Intel Compute Stick STK1AW32SC Review with Cherry Trail
Intel Compute Stick General Performance
In 3DMark Ice Storm the new Intel Cherry Trail powered Compute Stick scored a rather impressive 15,123 points and was rated at 76.2 FPS on Graphics Test 1. The overall score in 3DMark Ice Storm is up by 65%, so there is a huge performance gain to be had from the new Compute Stick thanks to the boost improved GPU performance. The original Intel Compute Stick scored 9,183 points overall in the same benchmark test and was rated at 41.3 FPS in Graphics Test 1 to give you an idea of the hard numbers. The Physics test went from 28.9 FPS to 39.4 FPS, so even on the CPU side of things there are nice gains seen on the new SoC. Since the Intel Atom x5-Z8300 Quad-Core Processor did so well in the standard Ice Storm benchmark test we also ran Ice Storm Extreme and Cloud Gate. The new Intel Compute Stick STK1AW32SC scores 10,907 in Ice Storm Extreme and 1,402 in Cloud Gate.
The benchmark built-in 7-zip showed that Intel ‘Cherry Trail’ Compute Stick had a total MIPS rating of 4,172 versus a score of 3,479 on the original version.
In TrueCrypt 7.1a the Intel PPSTK1AW32SC had a mean score of 452 MB/s in the AES benchmark. The Intel Atom x5-Z8300 Cherry Trail processor has AES-NI support, so it has decent performance for a processor of this power level.
The AIDA64 Cache & Memory Benchmark shows 7240 MB/s read and 8082 MB/s write speeds with the memory have a latency of 129.8ns. AIDA64 shows the 2GB of DDR3 1600MHz memory is running at 11-11-11-28 timings with a command rate of 2T by default.
A quick look at the memory performance showed we are getting 5.56 GB/s of bandwidth on the 2GB single channel DDR3L 1600MHz embedded memory solution. This is up from 5 GB/s of memory bandwith on the original Thumb Stick that had slower 1333MHz memory.
In Sandra Processor Arithmetic the aggregate native performance score was 12.77 GOPS.
The Sandra Processor Multi-Media aggregate performance score was 16..88 MPix/s.
We ran the SunSpider 1.0.2 JavaScript Benchmark on Google Chrome 42 and received a score of 838.5 ms.
The last performance test that we wanted to run was Bootracer 5.0 to see how fast the system is able to boot Windows 10 Home 32-bit.
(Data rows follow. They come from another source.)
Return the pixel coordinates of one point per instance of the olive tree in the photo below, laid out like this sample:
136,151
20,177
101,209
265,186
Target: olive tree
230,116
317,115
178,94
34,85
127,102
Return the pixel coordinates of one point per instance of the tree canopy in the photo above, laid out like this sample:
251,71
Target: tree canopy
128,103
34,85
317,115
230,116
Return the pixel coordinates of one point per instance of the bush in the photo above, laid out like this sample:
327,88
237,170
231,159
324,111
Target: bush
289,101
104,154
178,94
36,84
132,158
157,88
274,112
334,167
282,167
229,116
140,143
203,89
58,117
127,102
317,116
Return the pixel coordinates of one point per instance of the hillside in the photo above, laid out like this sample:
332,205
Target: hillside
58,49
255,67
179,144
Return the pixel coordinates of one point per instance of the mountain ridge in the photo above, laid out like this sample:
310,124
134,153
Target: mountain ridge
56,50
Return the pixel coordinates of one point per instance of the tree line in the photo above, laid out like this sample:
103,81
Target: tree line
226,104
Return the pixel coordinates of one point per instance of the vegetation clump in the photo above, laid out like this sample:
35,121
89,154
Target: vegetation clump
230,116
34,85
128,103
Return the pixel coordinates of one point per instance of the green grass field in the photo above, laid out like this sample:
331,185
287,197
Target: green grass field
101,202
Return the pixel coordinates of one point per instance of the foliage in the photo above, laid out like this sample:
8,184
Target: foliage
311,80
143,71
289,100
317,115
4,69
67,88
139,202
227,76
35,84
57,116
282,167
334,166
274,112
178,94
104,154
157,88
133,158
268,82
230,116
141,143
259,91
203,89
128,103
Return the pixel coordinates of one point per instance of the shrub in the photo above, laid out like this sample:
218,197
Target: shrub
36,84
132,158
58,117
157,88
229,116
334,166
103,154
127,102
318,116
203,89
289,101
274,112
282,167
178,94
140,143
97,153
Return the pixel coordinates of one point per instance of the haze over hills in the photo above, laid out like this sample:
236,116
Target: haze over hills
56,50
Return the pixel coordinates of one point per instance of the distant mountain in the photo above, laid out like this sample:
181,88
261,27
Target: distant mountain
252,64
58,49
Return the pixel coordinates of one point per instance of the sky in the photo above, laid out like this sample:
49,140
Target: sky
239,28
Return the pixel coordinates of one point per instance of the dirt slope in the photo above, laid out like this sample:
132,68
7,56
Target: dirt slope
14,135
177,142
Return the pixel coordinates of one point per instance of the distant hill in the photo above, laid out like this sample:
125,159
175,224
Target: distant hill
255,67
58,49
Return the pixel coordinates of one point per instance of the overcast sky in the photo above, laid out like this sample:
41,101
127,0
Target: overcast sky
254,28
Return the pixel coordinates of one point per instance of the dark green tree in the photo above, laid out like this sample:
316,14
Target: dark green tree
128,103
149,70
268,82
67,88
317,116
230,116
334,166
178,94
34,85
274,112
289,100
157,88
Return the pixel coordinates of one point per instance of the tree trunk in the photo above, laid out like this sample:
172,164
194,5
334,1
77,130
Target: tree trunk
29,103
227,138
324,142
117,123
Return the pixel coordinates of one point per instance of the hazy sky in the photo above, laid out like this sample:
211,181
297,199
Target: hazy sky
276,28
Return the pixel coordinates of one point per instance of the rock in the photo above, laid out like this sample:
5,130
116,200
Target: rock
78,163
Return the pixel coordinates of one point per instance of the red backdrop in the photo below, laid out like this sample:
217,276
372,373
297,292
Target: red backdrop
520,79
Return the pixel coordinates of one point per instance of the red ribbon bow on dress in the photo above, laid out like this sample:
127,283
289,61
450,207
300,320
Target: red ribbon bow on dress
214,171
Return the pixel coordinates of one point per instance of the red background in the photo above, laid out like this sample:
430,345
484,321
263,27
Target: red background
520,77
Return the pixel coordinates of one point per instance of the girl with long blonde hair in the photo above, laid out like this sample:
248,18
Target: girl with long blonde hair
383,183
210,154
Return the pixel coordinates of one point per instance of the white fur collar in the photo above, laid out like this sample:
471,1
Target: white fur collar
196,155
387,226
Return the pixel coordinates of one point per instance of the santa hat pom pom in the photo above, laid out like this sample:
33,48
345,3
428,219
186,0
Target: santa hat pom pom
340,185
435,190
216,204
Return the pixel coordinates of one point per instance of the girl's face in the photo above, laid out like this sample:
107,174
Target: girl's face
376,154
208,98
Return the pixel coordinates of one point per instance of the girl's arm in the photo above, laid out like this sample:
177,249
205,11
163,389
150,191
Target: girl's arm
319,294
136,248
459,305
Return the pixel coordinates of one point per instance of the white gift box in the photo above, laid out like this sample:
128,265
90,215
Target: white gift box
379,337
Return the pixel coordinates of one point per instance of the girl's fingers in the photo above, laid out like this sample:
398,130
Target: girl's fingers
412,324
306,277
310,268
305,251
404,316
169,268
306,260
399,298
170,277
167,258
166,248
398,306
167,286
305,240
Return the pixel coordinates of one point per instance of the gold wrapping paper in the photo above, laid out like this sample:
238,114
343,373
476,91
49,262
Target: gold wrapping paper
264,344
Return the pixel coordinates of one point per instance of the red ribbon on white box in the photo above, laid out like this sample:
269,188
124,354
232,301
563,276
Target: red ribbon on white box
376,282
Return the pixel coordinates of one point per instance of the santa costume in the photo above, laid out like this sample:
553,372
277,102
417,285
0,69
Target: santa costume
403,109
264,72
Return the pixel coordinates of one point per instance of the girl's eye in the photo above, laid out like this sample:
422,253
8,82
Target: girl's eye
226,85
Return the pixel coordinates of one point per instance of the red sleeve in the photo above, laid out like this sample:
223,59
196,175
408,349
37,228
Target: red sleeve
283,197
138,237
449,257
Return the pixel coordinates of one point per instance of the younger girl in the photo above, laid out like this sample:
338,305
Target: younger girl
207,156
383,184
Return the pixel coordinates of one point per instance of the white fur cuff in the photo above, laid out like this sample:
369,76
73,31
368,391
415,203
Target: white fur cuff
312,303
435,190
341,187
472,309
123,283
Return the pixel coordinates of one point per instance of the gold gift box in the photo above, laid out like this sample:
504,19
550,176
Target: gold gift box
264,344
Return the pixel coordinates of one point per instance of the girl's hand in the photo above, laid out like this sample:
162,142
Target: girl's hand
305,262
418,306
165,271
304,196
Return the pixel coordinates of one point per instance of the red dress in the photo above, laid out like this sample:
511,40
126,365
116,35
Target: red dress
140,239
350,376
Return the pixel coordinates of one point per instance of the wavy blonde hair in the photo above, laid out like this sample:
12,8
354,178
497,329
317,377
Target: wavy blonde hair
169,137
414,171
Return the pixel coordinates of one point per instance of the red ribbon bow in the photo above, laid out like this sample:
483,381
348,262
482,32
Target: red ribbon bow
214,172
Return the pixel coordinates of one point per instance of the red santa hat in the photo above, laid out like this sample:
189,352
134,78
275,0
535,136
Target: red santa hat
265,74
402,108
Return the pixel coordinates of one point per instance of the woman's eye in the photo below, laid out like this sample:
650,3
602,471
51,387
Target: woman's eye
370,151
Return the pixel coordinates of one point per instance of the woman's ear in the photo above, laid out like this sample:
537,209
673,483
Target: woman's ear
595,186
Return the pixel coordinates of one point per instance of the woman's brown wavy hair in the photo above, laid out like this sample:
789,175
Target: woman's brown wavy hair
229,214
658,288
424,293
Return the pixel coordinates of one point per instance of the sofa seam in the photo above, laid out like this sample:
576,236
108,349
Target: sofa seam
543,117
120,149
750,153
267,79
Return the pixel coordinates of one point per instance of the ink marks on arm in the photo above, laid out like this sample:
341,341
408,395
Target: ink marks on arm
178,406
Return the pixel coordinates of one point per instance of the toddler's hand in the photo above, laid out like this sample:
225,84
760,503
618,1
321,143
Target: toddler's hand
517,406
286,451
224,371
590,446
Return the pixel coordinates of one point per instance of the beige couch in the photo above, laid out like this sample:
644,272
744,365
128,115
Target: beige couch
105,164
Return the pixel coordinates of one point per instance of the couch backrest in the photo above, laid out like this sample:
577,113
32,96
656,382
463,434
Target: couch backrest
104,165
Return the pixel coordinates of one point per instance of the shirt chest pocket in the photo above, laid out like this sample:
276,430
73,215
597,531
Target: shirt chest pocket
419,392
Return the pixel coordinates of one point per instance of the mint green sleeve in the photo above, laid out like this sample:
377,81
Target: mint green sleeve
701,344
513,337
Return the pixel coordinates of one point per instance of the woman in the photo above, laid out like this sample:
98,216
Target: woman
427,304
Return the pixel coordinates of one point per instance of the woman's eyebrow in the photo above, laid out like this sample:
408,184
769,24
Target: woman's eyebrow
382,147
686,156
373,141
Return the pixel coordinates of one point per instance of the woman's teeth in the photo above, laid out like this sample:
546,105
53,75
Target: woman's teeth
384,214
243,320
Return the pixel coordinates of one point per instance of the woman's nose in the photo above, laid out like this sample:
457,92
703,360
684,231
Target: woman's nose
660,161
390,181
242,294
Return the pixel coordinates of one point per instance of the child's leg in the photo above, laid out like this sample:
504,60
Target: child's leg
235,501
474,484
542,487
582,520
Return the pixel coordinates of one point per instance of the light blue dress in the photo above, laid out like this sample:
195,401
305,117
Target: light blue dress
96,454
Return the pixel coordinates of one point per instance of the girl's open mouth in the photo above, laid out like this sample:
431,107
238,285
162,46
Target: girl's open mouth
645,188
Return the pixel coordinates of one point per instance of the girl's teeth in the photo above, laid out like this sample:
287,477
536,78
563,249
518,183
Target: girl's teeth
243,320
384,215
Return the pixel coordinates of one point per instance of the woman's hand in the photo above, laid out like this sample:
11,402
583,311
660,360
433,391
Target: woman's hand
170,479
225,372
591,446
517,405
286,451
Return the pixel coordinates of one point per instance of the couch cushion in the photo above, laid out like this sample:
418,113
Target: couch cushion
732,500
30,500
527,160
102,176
We found that it takes 15 seconds to get to the welcome dialog and another 21 seconds everything ready on the desktop! This meant our total boot time was right around 36 seconds.
Video Playback
Since the Intel Compute Stick with the Cherry Trail SoC will more than likely be attached to a TV we took a look at a number of video types on the device to see how it would perform as a HTPC as many people might be looking into buying the version without the OS to install Kodi. We took a quick look at DXVA checker and found that the Cherry Trail SoC offers hardware acceleration for MPEG-2, VC1, H.264, HEVC and VP9. When it comes to audio bitstreaming the device supports DTS, Dolby Digital and Dolby Digital Plus.
The Intel Compute Stick has the basic Intel HD Graphics and lacks support for technologies like Intel QuickSync (hardware accelerated decode and encode) and Intel Clear Video HD (hardware accelerated decode). We were really curious how video playback be handled, so we ran a few tests at 1080P and 2160P to ensure there were no Full HD issues to be had.
In the screenshot above we played 1080P music video on YouTube and found that we were using up about 60% of the available processing power once the video was cached. It played smooth and our system had no issues with online HD video unless we were multitasking and then you’d drop frames and run into caching issues.
We tried a random 4K music video on YouTube and found that it used 100% of the CPU and it was unplayable due to all the stutters.
We also downloaded Media Player Classic – Home Cinema along with the Big Buck Bunny, Sunflower 2160p, 30 FPS clip and found that while the Intel Compute Stick STK1AW32SC supports 4K resolutions it is not able to play clips. In just over 70 seconds of 4K video playback we had 41 dropped frames, an average sync offset of -532ms and were getting just 17.39 FPS on the 30 FPS clip.
It should be noted that we tested our device with UEFI version 18 that came out on January 7th, 2016 along with Windows 10 Threshold 2 (Build 10586) and Intel HD Graphics Driver 20.19.15.4331. We’ve seen higher scores from this Compute Stick model on other sites, but they were done using UEFI Version 16 and an older version of Windows 10. Our system was fully up to date on January 19th, 2016 when this article was published!